Monday, 9 February 2009

Biometrically yours


It seems I'm not the only one who's been having trouble with the Identity Card for Foreign Nationals. After splashing out for "premium service" so I wouldn't have to mail in my passport, I still had to send the damn thing to Bristol because of an error on the card they sent me. Fortunately—due to the media coverage, I'm wondering?—my passport was returned safely within the week, and this with all of England practically shut down from the snow. "We haven't had snow like this in 18 years! You can't expect us to remember how to use plows!"

At least the UK Border Agency had the manners to include with my passport an almost apologetic letter: "We are currently investigating how your nationality was entered incorrectly onto your card, so that we can take steps to ensure this does not happen again." Given the threat in earlier correspondence that the onus was on me to correct any mistakes, on punishment of paying another 600 pounds, this was groveling. Anyway, it is extremely comforting to have my well-traveled little passport back at home. The old girl certainly gets around.

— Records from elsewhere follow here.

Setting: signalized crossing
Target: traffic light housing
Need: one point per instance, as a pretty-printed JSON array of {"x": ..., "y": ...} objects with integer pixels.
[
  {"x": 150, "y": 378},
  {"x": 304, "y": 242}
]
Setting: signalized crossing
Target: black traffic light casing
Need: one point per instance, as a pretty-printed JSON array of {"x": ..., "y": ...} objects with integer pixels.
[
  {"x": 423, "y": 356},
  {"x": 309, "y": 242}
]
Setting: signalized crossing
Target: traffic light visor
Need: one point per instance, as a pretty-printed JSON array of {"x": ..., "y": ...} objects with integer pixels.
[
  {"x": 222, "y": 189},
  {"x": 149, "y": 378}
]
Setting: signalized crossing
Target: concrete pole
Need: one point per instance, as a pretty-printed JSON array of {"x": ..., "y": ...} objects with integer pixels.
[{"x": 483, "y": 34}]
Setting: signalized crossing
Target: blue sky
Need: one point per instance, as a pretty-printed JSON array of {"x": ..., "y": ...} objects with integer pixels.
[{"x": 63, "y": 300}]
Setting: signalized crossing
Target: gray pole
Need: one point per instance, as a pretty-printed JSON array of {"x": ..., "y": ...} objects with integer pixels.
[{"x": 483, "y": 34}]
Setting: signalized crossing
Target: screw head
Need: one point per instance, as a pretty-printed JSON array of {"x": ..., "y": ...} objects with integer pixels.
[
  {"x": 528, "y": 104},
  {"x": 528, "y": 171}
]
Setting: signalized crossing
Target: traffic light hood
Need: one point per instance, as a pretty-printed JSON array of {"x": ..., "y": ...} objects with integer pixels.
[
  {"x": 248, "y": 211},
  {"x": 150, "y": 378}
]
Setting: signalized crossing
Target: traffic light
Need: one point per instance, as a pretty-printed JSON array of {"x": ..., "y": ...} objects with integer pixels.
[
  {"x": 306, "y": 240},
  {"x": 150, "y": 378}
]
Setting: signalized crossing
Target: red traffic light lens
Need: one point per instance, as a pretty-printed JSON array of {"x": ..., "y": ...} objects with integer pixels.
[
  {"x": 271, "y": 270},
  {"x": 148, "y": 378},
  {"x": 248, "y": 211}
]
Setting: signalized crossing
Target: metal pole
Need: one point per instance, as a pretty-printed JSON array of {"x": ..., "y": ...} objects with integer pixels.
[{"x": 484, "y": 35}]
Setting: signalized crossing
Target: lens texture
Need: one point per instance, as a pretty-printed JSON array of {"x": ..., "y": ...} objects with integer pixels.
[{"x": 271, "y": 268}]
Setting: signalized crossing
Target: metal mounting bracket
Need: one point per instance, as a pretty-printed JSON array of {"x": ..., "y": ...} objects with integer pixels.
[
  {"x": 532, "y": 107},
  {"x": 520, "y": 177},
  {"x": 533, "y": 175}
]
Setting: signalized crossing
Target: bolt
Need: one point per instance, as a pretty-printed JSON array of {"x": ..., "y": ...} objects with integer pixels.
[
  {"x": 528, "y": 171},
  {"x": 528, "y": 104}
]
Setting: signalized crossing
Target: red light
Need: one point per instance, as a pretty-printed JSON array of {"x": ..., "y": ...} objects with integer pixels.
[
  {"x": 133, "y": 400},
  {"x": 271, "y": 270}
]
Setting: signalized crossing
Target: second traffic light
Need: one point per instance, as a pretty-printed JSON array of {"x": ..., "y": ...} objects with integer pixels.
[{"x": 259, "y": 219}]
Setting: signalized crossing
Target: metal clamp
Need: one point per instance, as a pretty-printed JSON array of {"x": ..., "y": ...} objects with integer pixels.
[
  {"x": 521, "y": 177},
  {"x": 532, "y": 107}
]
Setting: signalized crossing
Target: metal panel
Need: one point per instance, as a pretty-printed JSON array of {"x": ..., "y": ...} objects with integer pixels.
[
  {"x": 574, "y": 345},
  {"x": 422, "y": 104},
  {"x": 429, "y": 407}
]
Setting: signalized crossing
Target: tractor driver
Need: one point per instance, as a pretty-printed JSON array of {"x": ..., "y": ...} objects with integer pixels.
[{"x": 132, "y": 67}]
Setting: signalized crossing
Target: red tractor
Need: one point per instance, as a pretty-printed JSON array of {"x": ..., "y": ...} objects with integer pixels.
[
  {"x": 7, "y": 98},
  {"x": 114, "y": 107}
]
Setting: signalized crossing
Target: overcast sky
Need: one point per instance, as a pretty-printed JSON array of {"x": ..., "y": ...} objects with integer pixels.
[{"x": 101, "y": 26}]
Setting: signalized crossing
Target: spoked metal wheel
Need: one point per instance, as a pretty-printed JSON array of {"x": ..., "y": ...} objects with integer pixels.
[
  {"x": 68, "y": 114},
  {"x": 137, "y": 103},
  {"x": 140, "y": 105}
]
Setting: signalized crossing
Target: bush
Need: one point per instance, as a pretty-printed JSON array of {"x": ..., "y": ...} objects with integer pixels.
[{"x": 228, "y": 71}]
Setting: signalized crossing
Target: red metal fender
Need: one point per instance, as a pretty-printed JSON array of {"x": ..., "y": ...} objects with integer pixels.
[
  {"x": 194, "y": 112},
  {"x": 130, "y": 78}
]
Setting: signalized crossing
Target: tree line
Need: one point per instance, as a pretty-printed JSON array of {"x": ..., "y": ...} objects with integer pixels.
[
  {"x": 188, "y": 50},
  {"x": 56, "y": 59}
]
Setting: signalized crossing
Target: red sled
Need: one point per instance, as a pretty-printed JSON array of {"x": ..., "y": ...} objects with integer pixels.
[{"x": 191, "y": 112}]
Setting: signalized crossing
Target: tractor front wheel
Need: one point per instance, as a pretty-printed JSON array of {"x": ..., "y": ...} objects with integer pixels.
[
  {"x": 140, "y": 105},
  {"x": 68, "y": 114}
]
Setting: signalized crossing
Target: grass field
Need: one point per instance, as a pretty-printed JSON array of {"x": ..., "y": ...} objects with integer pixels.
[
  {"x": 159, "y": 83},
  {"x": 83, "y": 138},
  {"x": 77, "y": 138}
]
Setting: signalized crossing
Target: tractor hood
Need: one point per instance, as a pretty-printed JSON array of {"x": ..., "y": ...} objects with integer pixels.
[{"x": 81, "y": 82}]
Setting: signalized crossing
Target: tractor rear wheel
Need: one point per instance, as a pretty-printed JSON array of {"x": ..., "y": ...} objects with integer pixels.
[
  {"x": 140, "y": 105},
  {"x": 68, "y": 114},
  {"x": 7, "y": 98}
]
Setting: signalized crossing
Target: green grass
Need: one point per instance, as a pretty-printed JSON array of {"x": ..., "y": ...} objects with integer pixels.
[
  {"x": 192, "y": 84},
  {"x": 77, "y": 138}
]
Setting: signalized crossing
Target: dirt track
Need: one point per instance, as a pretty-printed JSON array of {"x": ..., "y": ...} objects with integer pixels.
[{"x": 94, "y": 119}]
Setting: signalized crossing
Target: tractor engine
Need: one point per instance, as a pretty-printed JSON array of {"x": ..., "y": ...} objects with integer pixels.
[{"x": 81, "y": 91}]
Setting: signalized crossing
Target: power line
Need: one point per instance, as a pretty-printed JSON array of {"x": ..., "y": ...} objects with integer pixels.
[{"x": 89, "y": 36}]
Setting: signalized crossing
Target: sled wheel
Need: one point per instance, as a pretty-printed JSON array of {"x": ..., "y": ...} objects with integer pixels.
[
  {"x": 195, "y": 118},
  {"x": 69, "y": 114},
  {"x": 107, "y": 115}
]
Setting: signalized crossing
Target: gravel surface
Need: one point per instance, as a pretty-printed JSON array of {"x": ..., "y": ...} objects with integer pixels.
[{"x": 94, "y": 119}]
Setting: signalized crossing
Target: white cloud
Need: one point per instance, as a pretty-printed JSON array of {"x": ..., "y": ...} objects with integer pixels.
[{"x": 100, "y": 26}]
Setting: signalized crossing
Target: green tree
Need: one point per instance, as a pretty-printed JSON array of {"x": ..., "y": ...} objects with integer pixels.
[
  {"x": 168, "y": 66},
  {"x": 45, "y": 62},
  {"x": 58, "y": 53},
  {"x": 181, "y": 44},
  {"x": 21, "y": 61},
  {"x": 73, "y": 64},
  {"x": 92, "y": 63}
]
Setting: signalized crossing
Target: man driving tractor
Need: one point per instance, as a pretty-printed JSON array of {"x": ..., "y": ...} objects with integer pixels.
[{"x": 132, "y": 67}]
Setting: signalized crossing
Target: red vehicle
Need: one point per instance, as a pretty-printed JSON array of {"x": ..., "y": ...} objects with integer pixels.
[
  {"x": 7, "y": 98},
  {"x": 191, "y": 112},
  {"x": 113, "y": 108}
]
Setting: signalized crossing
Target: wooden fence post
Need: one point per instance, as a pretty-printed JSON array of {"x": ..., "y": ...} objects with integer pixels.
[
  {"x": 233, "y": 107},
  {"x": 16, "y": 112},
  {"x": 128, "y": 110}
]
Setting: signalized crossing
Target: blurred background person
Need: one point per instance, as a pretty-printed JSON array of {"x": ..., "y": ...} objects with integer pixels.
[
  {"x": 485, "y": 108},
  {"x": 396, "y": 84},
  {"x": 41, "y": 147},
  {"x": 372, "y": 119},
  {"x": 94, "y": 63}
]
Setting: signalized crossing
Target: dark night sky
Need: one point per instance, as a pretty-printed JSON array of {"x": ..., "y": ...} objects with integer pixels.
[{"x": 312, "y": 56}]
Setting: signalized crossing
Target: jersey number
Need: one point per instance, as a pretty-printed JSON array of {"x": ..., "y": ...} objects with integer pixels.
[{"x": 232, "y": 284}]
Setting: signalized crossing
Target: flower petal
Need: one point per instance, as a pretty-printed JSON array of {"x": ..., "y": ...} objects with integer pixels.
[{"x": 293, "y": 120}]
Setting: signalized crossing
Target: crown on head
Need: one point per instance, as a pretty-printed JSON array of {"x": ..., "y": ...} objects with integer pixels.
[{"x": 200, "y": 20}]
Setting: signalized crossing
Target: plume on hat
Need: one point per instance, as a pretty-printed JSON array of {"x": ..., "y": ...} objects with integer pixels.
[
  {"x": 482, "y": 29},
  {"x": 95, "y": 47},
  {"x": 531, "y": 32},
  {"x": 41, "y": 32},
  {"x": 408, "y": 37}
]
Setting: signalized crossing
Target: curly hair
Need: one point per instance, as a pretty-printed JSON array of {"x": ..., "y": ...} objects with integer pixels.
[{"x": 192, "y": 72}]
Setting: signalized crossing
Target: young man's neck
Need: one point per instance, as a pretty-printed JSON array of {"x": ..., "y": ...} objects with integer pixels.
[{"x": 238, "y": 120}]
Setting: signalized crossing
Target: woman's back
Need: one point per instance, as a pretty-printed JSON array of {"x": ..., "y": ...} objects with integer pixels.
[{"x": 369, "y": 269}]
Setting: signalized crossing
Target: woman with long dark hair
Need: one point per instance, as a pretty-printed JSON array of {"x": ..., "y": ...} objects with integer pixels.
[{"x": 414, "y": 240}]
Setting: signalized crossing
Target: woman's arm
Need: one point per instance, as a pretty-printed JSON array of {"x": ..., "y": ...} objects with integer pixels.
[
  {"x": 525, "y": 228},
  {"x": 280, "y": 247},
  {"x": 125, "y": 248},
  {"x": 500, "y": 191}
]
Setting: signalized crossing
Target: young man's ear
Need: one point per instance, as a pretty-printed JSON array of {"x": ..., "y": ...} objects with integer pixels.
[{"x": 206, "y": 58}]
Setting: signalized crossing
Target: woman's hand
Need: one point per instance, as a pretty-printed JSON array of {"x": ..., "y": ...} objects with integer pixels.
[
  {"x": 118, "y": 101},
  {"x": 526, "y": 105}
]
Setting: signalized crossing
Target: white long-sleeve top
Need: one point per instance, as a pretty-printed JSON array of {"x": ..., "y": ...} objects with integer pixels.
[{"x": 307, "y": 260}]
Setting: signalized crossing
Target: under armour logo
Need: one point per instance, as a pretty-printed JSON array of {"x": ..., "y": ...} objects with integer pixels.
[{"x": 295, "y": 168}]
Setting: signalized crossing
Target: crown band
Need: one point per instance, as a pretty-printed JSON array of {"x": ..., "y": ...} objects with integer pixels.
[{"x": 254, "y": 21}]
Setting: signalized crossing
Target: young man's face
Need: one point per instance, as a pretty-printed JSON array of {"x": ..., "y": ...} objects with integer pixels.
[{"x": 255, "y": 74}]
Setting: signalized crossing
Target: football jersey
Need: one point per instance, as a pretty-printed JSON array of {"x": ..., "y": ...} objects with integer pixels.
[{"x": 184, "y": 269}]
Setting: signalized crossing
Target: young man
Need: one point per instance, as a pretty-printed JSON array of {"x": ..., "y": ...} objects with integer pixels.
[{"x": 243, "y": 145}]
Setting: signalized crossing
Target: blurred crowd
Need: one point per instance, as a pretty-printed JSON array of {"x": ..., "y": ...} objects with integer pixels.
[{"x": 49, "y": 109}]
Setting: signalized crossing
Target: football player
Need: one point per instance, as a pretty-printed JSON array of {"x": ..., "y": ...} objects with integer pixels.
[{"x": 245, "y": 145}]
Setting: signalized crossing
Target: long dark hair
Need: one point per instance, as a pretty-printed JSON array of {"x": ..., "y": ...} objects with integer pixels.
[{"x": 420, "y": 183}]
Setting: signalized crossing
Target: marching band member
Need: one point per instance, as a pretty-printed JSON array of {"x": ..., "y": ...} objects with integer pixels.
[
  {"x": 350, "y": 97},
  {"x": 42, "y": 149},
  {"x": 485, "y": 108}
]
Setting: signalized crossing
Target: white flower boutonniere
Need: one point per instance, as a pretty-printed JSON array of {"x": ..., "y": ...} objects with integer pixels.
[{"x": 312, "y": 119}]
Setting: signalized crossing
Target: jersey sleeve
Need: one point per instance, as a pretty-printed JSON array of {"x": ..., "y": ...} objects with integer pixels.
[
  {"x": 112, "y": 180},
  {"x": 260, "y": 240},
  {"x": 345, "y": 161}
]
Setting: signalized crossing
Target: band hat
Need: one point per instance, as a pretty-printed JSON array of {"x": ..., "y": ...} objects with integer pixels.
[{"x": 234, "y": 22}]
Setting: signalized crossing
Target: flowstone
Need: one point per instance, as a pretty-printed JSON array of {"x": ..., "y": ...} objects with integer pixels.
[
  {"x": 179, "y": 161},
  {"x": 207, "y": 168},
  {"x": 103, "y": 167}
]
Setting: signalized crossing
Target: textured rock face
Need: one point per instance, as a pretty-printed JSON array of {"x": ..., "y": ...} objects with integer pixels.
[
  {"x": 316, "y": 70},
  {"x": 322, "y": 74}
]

Still, I have to keep my complaints to a minimum: This weekend I read, in one spellbound sitting, Mende Nazer's memoir, Slave. Check it out if you can, it's amazing. I read a good part of it aloud to my husband at the kitchen table (a pastime I highly recommend—it's like homemade radio). We were enrapt. Afterwards, to my husband's visible relief, I vowed to quit—well, tone down—my bitching in re: my own petty complaints about being an expat; it's not as if I'm seeking asylum. Perspective is always a handy thing to have. Also, a passport.